No longer is the common, perfectly reasonable view that homosexuals are morally bankrupt, HIV-spreading, sub-human libertines acceptable. No longer are we allowed to voice our thoughts, that doubtless everyone shares, for fear of losing our jobs or being labelled intolerant. Only the truly fearless can stand up against the tyranny of the homosexual lobby; brave heroes like Peter Hitchens have unfortunately become few and far between as Orwell's dystopia creeps ever closer to becoming a reality. Don't worry though, for such selfless oracles as Hitchens have developed clever ways of deflecting the vile accusations hurled against him - men such as he fight the methods of the thought police with aptitude and aplomb.
You think I exaggerate the power and fury of these forces? The totalitarian rage on this subject is quite astonishing. The unelected militant representatives of the homosexual doctrine suppress all who oppose it, while seeking to ensure that the sticky tentacles of poovery encroach into every corner of our lives. We can't even call homosexuals 'homosexuals' any more. This neutral word is not considered enthusiastic enough. We have to say 'gay'. Which is exactly why I don't, apart from in inverted commas.
The 'gay' rights regime reached its zenith - or should it be nadir? - last week, as it was deemed perfectly acceptable, despite the outrage of many a balanced and progressive columnist, for two homosexuals to literally steal two young children from their mother and loving grandparents.
First, the mother of the children ends up as a drug abuser, like so many others in a country which permits the endless promotion of drug use by rock stars and refuses to punish the possession of narcotics, the only measure that would work. It's not her fault, of course, and thus she should not be punished for lifestyle choices chosen not by her but for her, by the state. Tragically, the father of one of the children died, probably in an heroic act of bravery, saving small animals from a fire, while the father of the second child ended up a drug addicted schizophrenic. Again, he cannot be blamed for this sad fate, and should not be held accountable for his actions, or punished by being banned by totalitarian government forces from seeing his beloved children.

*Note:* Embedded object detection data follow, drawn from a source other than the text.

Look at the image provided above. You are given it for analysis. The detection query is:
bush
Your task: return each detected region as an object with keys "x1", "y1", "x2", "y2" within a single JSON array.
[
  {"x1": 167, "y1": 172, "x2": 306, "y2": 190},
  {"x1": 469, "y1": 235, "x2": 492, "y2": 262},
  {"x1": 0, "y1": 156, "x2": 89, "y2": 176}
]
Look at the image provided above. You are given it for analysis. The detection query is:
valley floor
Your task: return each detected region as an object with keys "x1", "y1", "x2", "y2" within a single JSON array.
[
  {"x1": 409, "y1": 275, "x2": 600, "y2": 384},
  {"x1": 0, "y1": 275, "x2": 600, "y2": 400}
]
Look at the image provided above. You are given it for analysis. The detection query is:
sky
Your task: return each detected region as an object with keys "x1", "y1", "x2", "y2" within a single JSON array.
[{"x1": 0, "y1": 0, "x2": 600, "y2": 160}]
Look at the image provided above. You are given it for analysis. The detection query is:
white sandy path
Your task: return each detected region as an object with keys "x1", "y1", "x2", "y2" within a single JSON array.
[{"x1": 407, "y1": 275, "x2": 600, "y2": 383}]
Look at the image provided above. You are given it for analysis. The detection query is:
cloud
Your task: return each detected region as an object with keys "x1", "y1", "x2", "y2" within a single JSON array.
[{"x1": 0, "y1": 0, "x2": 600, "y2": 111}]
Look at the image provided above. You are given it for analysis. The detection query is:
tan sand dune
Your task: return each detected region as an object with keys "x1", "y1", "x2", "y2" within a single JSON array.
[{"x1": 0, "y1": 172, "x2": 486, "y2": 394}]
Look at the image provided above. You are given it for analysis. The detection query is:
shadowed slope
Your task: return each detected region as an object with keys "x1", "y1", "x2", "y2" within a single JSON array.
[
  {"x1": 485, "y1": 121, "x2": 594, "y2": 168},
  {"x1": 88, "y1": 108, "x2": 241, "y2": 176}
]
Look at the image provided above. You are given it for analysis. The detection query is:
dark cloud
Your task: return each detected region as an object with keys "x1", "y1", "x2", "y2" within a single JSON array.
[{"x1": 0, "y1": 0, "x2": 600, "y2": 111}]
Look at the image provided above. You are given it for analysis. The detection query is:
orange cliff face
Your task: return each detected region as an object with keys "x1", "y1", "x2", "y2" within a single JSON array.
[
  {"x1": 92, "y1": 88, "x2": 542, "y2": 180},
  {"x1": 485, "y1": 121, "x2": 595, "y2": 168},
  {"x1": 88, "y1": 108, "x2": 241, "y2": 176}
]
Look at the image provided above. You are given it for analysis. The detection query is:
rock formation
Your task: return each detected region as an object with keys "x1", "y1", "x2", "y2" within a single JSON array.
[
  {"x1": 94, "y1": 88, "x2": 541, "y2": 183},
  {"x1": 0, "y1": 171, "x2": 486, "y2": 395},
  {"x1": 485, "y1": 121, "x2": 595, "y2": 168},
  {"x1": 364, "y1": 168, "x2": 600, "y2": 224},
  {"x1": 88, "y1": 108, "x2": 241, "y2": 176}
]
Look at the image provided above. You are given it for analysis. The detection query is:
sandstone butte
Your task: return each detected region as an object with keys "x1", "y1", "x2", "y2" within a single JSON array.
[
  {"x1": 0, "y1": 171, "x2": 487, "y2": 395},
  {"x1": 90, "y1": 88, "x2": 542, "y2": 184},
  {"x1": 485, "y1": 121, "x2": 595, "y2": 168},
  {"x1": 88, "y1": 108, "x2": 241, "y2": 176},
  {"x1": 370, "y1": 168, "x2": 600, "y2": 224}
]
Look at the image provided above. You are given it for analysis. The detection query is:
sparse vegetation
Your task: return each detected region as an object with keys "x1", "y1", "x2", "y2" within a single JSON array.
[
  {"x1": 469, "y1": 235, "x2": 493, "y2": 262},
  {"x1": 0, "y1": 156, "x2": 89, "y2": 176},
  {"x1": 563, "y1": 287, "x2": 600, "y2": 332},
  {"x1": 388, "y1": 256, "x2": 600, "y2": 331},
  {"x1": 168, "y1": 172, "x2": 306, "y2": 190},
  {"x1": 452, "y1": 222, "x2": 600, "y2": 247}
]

Then, when the grandparents, who, having struggled to maintain their loving family unit by not just staying in contact with their daughter, but no doubt providing her money and accommodation to battler her state-induced addictions, sought to look after her children after they were cruelly and inexplicably snatched from her by the local liberal council, they are insultingly told that they are too old. Equally absurdly, it was deemed that their inconsequential illnesses - angina and diabetes - meant that, in the jargon of the social services Nazis, they would not be able to provide a 'sufficient level of care' to the innocent brother and sister.
The final staggering blow came when the grandparents were informed that the children are to be put into the care of a vicious, amoral homosexual couple. They are warned in the most terrifying terms that if they object to this arrangement they will never see their grandchildren again, like a Guantanamo Bay prison guard threatening a prisoner.
This is the action of a tyranny in operation, especially the use of children to blackmail their parents and grandparents. People who can do this can do anything. And when it is in the name of protecting the 'rights' of a depraved, unfortunately vocal minority who have enjoyed privelidge after privelidge for hundreds of years, it truly is a sign that the end is nigh.
All thanks to those fucking queerbags.